Que gagne-t-on à être aidant  ?

La satisfaction du don de soi. C’est une rémunération symbolique qui a de la valeur. J’ai souvent entendu des aidants témoigner de la qualité de relation qu’ils avaient pu établir avec leurs proches, une relation nouvelle et plus profonde. Je crois aussi que, malgré la difficulté d’être aidant, la lourdeur de la responsabilité et les incertitudes, on y gagne la connaissance et l’estime de soi.

Si vous aviez un message à faire passer aux aidants, lequel serait-il  ?

Je leur dirais bravo et merci  ! Bravo d’assumer un rôle difficile, bravo pour leur bienveillance et leur vaillance, et merci pour leur apport incroyable  ! Les aidants c’est le care au quotidien.

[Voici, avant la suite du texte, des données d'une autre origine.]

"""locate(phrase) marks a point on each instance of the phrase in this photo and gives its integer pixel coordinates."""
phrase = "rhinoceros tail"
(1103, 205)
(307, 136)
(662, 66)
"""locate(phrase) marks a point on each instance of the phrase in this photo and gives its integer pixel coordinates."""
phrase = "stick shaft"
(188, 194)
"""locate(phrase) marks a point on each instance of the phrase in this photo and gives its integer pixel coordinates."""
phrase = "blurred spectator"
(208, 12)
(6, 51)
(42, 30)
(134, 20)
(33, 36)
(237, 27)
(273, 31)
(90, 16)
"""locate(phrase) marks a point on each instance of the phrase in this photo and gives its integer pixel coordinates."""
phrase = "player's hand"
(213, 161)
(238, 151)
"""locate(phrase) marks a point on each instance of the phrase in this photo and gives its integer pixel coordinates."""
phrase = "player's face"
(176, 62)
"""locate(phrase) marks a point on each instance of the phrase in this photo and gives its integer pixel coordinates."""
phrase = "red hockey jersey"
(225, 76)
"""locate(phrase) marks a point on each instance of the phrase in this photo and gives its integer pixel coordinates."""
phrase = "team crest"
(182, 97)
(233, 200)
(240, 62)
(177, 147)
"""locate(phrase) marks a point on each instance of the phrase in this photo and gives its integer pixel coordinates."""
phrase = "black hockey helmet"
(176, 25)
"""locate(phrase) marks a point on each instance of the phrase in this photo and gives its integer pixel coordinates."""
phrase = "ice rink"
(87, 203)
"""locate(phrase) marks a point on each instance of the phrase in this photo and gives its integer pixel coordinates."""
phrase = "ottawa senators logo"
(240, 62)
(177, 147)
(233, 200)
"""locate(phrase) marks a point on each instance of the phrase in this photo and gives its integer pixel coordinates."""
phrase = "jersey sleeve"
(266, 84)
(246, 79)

Propos recueillis par Nathalie Cuvelier

Lire la première partie de l’entretien

* Dernier ouvrage « La nouvelle société des seniors »
** Issu du mouvement féministe américain, le care vient d’une réalité observée : les métiers et les actions de soin à l’autre sont peu valorisées, peu visibles et majoritairement réalisées par des femmes. Il s’agit donc de valoriser et mieux rémunérer celles et ceux qui font du care et affirmer que le soin et l’accompagnement de l’autre sont les valeurs qui permettent une société durable.

2 commentaires

  1. J.Jalabert 31 mai 2013 à 12 h 27 min - Reply

    Bonjours,
    Personnellement je viens de perdre ma Mère que j’ai porté a boue de bras pendant 5 ans, jours et nuit
    Je ne dis pas merci a cette société,
    Aujourd’hui ce n’est pas la tristesse qui m’anime elle est délivrée, elle ne souffre plus.
    Ce qui m’anime c’est la colère et un profond dégout de ce que cette société est devenu!.
    Et je ne suis malheureusement pas le seul parent aidant a finir dans cet état.

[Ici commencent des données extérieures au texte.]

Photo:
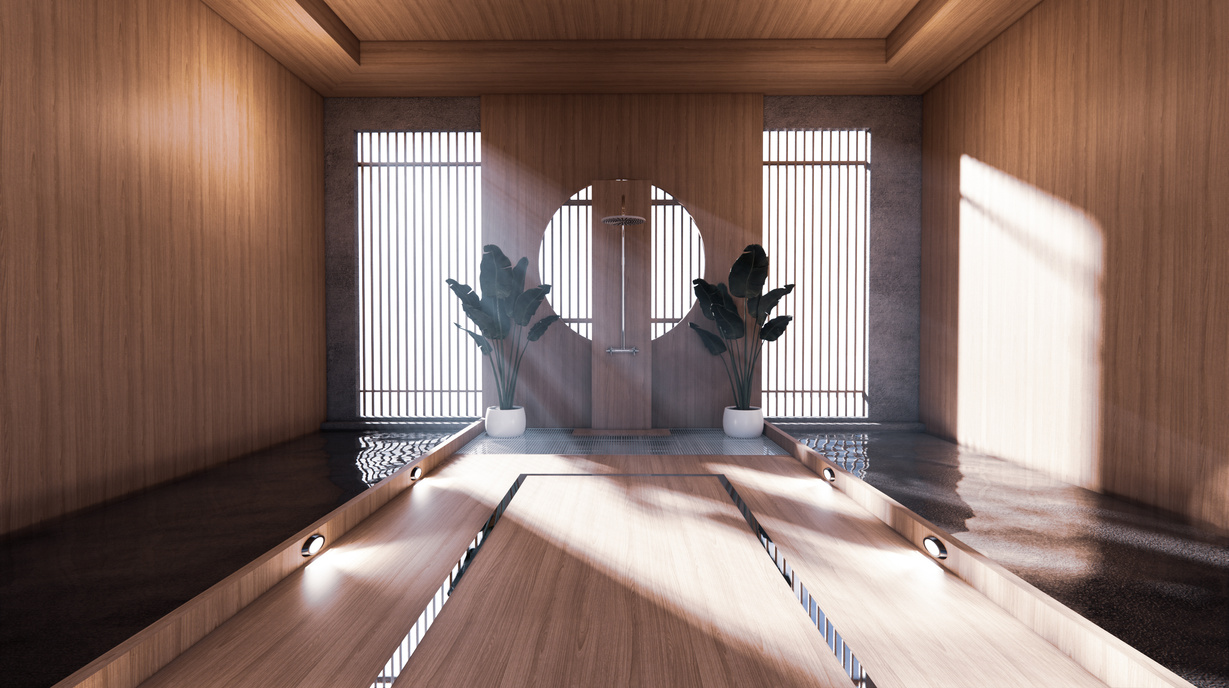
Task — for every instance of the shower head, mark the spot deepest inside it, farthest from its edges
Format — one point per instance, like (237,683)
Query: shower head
(623,220)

  2. Stéphane 15 mars 2015 à 11 h 53 min - Reply

    L’aidant est un acteur important du dispositif de maintien à domicile. La reconnaissance de ce statut par la collectivité est nécessaire. C’est une première étape qui ouvre la voie aux initiatives de soutien, mais elle ne suffit pas. Il demeure en effet primordial pour l’aidant de se reconnaitre dans son rôle, facilitant ainsi l’expression de ses besoins. Les professionnels du domaine médicosocial doivent aussi considérer l’aidant en tant que partenaire pour l’intégrer dans la prise en charge de la personne aidée.